Article pubs.acs.org/est
Comparative Examination of Effects of Binding of Different Metals on Chromophores of Dissolved Organic Matter Mingquan Yan*,† and Gregory V. Korshin‡ †
The Key Laboratory of Water and Sediment Sciences, Ministry of Education, Department of Environmental Engineering, Peking University, Beijing 100871, People’s Republic of China ‡ Department of Civil and Environmental Engineering, University of Washington, Box 352700, Seattle, Washington 98195-2700, United States S Supporting Information *
ABSTRACT: This study quantified the binding of dissolved organic matter (DOM) from Suwannee River with nine metals, Ca(II), Mg(II), Fe(III), Al(III), Cu(II), Cd(II), Cr(III), Eu(III), and Th(IV), using a differential absorbance approach. The differential spectra of DOM were closely fitted with six Gaussian bands that were present for all of the metals at varying pH values. Their maxima were located at ca. 200, 240, 276, 316, 385, and 547 nm (denoted as A0, A1, A2, A3, A4, and A5, respectively).
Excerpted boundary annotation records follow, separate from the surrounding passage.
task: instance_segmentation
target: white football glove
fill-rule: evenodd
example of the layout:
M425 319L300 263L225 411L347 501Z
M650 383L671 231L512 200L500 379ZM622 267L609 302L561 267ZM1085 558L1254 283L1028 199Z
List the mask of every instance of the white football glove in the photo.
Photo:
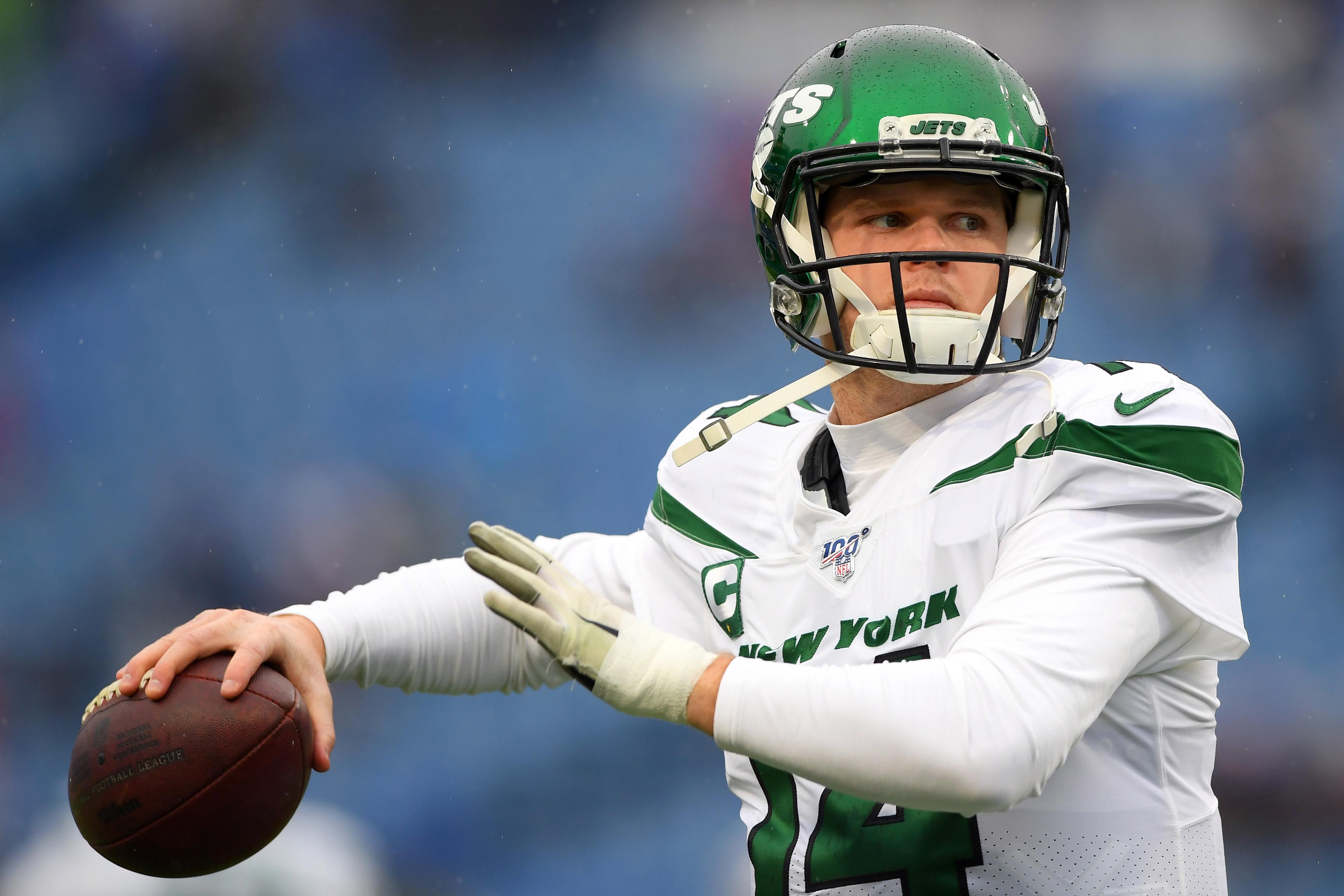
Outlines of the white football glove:
M473 523L468 533L478 547L462 555L466 564L509 592L487 592L485 606L621 712L685 721L685 701L715 654L620 609L517 532Z

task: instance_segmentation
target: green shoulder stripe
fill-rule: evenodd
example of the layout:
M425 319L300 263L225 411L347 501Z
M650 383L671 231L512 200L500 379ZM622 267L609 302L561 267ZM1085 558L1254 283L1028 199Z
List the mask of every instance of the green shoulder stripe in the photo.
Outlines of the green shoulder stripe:
M755 404L762 398L763 398L762 395L757 395L755 398L749 398L747 400L741 402L738 404L724 404L723 407L715 410L714 414L710 415L710 418L711 419L712 418L723 419L723 418L727 418L727 416L732 416L734 414L737 414L742 408L750 407L750 406ZM797 404L798 407L806 408L806 410L812 411L813 414L820 414L821 412L820 408L817 408L814 404L812 404L812 402L809 402L805 398L800 398L797 402L794 402L794 404ZM793 414L789 412L788 406L785 406L785 407L781 407L778 411L774 411L773 414L766 414L765 416L761 418L761 422L762 423L769 423L770 426L793 426L798 420L794 419Z
M1111 376L1114 376L1116 373L1124 373L1125 371L1134 369L1133 367L1130 367L1125 361L1093 361L1091 365L1093 367L1099 367L1101 369L1106 371Z
M1023 427L1023 433L1027 427ZM1021 433L1017 434L1017 438ZM1011 470L1017 459L1009 439L997 451L978 463L957 470L938 485L969 482L970 480ZM1036 439L1023 455L1024 461L1048 457L1055 451L1074 451L1091 457L1141 466L1160 473L1171 473L1191 482L1208 485L1242 497L1242 450L1235 439L1222 433L1198 426L1095 426L1087 420L1067 420L1059 416L1059 426L1047 439Z
M707 544L711 548L722 548L746 560L755 559L754 553L698 517L684 504L668 494L661 485L653 493L652 508L653 516L659 521L665 523L692 541Z

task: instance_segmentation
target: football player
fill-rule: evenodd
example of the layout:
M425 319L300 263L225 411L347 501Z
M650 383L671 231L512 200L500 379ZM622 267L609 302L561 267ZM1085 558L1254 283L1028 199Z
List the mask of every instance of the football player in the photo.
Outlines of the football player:
M269 660L324 770L328 680L575 678L724 750L758 895L1226 893L1236 434L1161 367L1047 357L1068 193L1036 94L960 35L860 31L769 103L750 196L774 322L827 363L687 426L641 531L477 523L462 559L202 614L122 689L235 650L235 696Z

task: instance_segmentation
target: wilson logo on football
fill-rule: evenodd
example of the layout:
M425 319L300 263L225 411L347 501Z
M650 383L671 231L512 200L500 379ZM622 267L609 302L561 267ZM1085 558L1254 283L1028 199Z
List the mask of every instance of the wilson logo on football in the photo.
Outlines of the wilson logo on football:
M863 527L863 529L852 535L827 541L821 547L821 568L835 568L836 582L845 582L853 575L853 556L859 553L859 547L863 544L863 539L867 537L868 532L871 532L871 529L868 527Z

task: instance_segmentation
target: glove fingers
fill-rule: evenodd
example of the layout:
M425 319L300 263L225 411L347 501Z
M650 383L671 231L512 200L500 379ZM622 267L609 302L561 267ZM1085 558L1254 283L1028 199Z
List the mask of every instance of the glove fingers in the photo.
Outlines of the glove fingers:
M520 566L528 572L536 572L543 566L554 563L555 560L550 553L536 547L531 539L527 539L512 529L507 529L503 525L473 523L468 527L466 533L481 549L493 553L495 556L504 557L509 563Z
M564 637L564 626L546 611L503 591L487 591L485 606L540 641L542 646L552 654L559 649L560 639Z
M466 548L462 552L466 566L472 567L495 584L528 603L535 603L538 595L546 594L551 603L555 603L555 591L542 582L539 576L517 567L508 560L501 560L493 553L487 553L480 548Z

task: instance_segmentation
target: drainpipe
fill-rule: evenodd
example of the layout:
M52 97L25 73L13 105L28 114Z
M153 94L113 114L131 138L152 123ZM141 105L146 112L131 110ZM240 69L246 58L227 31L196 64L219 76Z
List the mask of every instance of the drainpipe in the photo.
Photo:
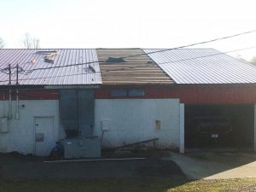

The relative contributions and signs of the Gaussian bands were metal-specific and correlated to some degree with the covalent-bonding index of the ions and applicable complexation constants of the NICA-Donnan model. The intensity of band A4 was linearly proportional to the concentration of DOM-complexed metal, although these correlations formed two groups with different slopes, reflecting the nature of DOM−metal interactions. The results demonstrate that differential spectra yield results indicative of the nature and extent of metal and DOM interactions.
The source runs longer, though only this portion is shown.